A former Labour MP was jailed today and a second is facing a prison sentence after both were convicted of fiddling their parliamentary expenses.
Eric Illsley, 55, was jailed for 12 months for dishonestly obtaining some £14,500 of taxpayers' money and Jim Devine, 57, was found guilty of making false claims worth more than £8,000.
Illsley, who stood down this week as the MP for Barnsley Central, received an average of £100 a week more than he was entitled over a three-year period.
Devine, the former Labour MP for Livingston in Scotland, was convicted of two charges of false accounting after he submitted false invoices for cleaning and printing work totalling £8,385.
A jury at London's Southwark Crown Court agreed with the prosecution that he showed a "woeful inadequacy" in abiding by the principles of selflessness, integrity and honesty expected of MPs.

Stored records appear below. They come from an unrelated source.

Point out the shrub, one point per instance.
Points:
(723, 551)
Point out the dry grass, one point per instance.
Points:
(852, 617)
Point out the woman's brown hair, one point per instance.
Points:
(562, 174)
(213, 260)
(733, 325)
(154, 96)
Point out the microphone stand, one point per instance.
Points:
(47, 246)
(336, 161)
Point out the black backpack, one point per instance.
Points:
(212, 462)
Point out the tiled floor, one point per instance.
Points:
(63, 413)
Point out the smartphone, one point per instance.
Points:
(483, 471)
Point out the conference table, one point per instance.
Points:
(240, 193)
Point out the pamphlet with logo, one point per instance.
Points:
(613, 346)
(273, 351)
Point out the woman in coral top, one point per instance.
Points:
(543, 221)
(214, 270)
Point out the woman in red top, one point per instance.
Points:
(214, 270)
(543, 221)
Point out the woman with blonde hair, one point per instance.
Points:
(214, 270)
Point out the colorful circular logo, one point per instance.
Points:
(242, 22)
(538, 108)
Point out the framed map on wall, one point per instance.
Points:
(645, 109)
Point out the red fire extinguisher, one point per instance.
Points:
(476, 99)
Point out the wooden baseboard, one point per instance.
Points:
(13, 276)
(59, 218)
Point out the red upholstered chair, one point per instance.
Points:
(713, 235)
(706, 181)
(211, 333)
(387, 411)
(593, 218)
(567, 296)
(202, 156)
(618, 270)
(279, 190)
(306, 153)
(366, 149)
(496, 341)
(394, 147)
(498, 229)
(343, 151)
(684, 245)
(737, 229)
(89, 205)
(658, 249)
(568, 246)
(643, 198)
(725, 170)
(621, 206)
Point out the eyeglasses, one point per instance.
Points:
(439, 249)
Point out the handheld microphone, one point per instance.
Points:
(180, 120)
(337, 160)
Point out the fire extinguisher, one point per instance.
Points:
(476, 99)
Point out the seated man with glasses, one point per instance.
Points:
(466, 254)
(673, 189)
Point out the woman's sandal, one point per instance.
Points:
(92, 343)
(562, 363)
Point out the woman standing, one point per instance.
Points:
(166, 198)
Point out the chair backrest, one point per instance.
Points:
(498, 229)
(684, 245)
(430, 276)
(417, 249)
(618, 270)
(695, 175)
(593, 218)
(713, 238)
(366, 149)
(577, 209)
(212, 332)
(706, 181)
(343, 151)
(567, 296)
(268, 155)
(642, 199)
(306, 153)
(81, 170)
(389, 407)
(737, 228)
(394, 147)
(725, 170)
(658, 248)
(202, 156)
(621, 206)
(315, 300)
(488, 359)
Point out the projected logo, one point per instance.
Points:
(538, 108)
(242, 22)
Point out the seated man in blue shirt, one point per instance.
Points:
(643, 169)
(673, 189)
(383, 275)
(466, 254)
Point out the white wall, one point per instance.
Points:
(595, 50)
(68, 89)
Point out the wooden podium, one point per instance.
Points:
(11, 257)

Illsley became the first sitting member of Parliament convicted of expenses fraud when he pleaded guilty last month to three counts of false accounting relating to expenses on his London second home.
Despite huge pressure he did not quit as an MP until Tuesday night, and is believed to have received about £5,400 from his £65,000-a-year parliamentary salary since admitting the offences.
The former MP admitted to probation officers that he did not need the extra money he falsely claimed and attributed his actions to greed, Southwark Crown Court heard today.
Illsley dishonestly received about £14,500 of public money between May 2005 and April 2008 by inflating or inventing claims relating to his second home in Dryden Court, Renfrew Road, Kennington, south London.
Over this period MPs only had to provide receipts for expenses claims over £250, but this amount was cut to £25 in April 2008.
Prosecutor Peter Wright QC said there was a "dramatic reduction" in the amount Illsley claimed after this time.
Passing sentence, Mr Justice Saunders said Illsley bore a small but significant part of the responsibility for the public's loss of faith in MPs following the expenses scandal.
He said: "These offences were committed in breach of what was the high degree of trust placed in MPs by the authorities in the House of Commons only to make honest claims.
"Beyond that, the commission of the offences which came to light as a result of the police investigation into parliamentary expenses has tarnished the reputation of politicians and Parliament.
"It is vital that people feel able to trust our legislators and their use of public funds."
William Coker QC, mitigating, said Illsley had suffered from the "publicity, the humiliation and the shame" of the expenses scandal.
He said: "If you apply a matter of simple physics, the higher a man is when he falls, the harder he hits the ground."
Illsley, of Westmoor Crescent, Pogmoor, Barnsley, South Yorkshire, showed little reaction as he was sentenced.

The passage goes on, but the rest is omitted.